Upon resuming the motion of allowing your arms to sway, you will promptly realize its importance. Rehearse this exercise a few times each week to refresh your memory on proper running form for when weariness strikes.
Focus From the Bottom Up
Having developed an understanding of how a good arm swing can benefit your posture, let’s shift our attention to starting from the bottom to prevent what is known as “tightroping”. This occurs when you over-rotate, causing your legs to appear as if you are walking on a narrow tightrope. At times, I have even stumbled after completing a long run due to tightroping.
Simply find a line to track beside while driving on the road, but be sure to avoid using a double yellow line.
The White Line Drill
- Choose a course that has a line on the side to use as a marker for your feet.
- When you stand naturally, your feet are usually about hip-width apart.

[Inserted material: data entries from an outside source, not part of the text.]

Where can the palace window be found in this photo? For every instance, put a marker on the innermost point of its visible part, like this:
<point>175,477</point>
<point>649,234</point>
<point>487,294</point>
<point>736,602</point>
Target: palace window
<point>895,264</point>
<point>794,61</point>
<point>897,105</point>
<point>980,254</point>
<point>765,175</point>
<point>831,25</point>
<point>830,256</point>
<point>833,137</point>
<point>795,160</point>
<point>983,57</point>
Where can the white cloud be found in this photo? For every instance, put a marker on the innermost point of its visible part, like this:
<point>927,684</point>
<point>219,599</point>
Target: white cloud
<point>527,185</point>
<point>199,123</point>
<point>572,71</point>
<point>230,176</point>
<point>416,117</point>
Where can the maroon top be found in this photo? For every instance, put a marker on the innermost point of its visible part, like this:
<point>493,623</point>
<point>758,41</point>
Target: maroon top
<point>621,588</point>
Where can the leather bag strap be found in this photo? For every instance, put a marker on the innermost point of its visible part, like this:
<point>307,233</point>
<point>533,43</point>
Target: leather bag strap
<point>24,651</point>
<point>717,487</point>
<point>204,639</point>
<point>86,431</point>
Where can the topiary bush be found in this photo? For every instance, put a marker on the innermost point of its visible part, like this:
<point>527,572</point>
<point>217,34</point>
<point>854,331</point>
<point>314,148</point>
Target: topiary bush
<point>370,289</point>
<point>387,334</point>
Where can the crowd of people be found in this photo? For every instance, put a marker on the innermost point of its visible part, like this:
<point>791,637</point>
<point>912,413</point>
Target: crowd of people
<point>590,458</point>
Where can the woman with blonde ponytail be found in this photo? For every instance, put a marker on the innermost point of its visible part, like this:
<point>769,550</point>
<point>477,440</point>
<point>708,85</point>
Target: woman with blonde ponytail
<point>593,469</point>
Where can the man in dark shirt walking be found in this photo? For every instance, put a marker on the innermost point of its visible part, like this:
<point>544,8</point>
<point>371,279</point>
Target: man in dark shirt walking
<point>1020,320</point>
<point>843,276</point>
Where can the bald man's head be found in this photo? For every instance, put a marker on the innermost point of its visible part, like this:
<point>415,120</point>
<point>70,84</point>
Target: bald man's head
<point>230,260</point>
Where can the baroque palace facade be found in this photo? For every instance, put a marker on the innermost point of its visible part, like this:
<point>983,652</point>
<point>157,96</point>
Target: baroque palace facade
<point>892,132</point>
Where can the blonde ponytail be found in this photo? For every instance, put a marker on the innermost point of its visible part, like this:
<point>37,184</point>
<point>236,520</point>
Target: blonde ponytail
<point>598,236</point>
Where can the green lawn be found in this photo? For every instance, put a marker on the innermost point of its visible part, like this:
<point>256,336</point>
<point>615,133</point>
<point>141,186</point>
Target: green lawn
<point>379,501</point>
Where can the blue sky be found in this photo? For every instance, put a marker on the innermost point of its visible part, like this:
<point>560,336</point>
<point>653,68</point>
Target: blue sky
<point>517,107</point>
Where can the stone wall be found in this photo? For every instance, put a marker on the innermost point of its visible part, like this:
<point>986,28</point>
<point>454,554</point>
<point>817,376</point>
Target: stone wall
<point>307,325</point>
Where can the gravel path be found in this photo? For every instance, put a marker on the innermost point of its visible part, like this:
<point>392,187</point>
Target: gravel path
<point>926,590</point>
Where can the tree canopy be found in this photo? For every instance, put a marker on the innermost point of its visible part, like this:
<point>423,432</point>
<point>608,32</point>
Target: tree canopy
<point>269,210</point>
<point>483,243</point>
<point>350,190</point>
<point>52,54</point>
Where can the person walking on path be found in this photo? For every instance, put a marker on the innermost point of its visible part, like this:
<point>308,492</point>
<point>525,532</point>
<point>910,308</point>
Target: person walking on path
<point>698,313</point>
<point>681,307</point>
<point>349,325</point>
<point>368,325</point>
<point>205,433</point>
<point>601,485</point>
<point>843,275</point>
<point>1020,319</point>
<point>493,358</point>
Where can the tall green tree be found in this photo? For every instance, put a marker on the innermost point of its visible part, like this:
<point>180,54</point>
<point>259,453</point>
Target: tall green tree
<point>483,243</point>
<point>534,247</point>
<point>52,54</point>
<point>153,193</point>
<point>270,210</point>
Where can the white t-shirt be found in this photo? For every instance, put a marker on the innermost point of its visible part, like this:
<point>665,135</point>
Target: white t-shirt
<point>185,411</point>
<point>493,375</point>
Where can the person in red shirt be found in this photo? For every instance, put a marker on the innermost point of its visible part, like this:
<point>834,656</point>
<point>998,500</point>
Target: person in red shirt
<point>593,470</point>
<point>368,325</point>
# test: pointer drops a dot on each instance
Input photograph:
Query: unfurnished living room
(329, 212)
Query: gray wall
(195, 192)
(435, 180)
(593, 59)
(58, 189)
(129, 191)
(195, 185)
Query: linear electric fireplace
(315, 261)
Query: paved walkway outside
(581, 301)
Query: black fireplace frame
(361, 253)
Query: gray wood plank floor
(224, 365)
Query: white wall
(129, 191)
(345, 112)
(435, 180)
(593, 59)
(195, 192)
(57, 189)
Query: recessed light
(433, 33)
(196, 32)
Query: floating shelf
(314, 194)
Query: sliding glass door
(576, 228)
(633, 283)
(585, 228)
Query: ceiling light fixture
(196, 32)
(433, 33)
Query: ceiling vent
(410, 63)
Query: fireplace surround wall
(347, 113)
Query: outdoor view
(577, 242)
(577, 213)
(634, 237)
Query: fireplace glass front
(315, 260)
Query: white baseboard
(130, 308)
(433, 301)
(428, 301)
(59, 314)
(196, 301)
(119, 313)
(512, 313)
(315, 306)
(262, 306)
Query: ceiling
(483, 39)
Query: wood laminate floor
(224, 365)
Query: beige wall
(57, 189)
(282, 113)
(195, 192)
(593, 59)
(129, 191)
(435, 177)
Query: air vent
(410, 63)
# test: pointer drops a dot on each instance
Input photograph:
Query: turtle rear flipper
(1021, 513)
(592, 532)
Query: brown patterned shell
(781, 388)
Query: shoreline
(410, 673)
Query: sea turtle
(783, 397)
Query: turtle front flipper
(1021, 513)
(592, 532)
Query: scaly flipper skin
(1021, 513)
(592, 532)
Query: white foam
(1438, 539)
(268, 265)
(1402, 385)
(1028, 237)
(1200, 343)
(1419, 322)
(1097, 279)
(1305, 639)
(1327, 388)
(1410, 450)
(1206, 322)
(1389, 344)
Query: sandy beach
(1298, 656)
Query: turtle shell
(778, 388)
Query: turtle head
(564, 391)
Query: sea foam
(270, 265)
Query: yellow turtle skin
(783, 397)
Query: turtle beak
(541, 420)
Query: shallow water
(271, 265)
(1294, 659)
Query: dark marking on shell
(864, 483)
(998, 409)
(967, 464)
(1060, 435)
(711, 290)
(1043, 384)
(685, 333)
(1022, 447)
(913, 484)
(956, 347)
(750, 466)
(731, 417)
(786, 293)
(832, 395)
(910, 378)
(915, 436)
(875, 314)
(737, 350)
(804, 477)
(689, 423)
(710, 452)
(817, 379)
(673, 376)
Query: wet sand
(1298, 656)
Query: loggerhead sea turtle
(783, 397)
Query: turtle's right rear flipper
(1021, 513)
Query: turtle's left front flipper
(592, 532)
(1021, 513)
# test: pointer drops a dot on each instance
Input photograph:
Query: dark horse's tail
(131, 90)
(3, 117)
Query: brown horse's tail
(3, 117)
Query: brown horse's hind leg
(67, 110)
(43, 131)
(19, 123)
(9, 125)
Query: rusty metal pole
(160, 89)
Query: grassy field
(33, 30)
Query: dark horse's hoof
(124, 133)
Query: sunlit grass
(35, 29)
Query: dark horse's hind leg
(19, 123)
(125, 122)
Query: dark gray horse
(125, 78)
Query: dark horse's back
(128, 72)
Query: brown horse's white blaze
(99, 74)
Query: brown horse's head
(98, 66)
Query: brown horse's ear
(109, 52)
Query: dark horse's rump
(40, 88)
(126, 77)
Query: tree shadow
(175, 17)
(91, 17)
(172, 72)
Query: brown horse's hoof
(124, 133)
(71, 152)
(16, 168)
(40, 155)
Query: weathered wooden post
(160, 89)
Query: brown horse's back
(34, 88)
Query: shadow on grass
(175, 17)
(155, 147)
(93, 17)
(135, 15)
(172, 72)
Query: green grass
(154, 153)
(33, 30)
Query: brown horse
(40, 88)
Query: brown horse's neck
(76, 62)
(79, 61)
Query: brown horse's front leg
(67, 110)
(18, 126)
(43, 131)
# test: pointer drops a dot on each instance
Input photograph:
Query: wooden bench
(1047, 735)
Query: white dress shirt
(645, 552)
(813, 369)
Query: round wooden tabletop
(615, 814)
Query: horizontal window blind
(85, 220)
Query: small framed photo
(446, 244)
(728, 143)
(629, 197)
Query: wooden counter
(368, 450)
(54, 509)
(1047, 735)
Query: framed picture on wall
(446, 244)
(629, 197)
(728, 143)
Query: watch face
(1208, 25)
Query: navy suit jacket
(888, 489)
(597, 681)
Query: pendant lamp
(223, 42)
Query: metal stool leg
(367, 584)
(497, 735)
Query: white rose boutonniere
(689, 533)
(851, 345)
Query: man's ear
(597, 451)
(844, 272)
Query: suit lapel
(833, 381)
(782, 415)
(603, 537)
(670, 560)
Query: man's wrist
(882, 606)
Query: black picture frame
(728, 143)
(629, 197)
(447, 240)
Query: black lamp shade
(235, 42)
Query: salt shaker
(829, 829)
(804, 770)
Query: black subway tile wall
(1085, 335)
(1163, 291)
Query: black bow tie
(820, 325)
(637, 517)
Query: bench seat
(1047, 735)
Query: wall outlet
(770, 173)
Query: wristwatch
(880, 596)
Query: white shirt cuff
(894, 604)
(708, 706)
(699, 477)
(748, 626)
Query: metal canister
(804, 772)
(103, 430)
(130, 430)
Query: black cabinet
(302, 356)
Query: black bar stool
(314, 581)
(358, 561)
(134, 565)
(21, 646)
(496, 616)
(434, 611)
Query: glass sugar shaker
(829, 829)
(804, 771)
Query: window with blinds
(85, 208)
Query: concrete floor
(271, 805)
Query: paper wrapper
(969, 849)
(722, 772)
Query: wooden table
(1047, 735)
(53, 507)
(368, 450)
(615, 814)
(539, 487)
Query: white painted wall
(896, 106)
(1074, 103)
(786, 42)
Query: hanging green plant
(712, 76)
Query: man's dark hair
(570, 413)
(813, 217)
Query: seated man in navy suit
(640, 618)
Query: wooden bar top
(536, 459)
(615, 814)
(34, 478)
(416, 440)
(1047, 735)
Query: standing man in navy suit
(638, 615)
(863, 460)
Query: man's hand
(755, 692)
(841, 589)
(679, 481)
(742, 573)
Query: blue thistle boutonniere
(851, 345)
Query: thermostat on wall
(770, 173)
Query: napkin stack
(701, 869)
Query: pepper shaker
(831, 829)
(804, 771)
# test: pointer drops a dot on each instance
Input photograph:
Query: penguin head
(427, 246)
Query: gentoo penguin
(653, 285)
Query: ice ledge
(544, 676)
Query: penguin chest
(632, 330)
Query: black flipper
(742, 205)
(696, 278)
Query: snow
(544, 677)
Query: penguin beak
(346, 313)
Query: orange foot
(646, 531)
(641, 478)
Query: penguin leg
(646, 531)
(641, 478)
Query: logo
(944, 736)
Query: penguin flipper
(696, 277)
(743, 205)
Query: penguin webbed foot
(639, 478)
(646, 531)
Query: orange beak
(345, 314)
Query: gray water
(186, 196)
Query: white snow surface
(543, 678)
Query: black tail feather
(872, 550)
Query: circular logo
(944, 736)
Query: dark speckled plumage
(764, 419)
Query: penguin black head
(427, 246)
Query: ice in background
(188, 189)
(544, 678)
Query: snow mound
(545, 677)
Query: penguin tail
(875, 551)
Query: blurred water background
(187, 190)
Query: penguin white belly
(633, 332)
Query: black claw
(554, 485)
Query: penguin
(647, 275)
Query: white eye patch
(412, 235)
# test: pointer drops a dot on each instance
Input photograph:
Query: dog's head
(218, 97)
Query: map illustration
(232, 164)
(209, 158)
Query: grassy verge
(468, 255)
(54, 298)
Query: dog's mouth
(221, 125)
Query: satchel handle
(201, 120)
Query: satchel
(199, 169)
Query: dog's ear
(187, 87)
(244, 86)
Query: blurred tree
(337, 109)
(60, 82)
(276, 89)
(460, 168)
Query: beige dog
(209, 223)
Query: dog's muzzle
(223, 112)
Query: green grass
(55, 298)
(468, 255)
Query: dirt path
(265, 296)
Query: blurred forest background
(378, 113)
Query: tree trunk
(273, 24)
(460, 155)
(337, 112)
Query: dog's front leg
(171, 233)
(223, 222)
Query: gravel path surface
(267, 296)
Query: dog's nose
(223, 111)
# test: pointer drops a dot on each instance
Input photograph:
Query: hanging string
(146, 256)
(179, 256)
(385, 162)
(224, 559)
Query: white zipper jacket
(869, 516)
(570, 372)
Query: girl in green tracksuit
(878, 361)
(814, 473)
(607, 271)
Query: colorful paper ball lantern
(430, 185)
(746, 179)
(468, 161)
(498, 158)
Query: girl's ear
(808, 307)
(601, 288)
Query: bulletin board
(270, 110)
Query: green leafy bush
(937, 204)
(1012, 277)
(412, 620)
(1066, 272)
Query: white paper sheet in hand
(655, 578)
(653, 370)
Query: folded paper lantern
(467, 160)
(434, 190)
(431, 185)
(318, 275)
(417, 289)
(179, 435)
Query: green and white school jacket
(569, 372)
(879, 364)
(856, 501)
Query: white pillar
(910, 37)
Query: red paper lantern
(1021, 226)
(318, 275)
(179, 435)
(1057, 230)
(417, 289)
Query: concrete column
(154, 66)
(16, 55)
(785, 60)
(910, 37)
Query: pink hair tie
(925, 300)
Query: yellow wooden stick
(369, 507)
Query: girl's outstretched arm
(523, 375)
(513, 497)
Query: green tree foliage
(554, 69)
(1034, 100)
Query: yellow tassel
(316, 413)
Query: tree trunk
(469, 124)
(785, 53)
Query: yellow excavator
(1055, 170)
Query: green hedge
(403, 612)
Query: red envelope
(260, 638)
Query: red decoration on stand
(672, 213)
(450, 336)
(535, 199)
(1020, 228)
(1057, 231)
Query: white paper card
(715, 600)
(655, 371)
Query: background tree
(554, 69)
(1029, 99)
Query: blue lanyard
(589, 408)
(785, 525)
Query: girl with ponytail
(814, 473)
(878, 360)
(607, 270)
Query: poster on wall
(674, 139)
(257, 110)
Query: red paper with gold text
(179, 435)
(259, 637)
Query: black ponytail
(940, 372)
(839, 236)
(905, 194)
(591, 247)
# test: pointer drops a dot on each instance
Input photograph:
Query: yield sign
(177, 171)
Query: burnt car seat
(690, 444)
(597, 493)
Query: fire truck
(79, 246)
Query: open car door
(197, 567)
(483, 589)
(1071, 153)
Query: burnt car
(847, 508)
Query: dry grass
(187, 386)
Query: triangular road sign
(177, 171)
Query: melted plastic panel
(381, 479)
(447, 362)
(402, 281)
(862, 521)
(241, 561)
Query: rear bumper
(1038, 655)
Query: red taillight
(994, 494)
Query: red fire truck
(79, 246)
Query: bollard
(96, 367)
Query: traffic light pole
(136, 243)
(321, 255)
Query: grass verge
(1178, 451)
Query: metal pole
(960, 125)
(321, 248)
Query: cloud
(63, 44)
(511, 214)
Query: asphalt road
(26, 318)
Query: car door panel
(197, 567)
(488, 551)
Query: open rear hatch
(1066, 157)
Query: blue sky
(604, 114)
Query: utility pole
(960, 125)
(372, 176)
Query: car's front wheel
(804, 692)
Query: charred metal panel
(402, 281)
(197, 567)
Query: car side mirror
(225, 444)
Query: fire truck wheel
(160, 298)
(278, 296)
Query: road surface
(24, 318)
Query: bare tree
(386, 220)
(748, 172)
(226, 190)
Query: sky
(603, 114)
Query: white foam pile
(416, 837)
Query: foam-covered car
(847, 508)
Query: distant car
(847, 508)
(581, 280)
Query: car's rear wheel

When you’re running, your feet should land with a bit of space between them.
- Use the line to make sure you’re feet are straddling the line with each stride. This helps prevent over-rotation–which causes that “tightroping” stride.
- Don’t go too wide–you know the stride is too wide if you feel like you’ve just gotten off a horse!
- Straddle the line for 30-60 seconds. Repeat for three to five rounds.
Incorporate these two simple drills into your running schedule every week to encourage proper form and mobility. Looking for running form tips for beginner runners? Check out this article for the best advice.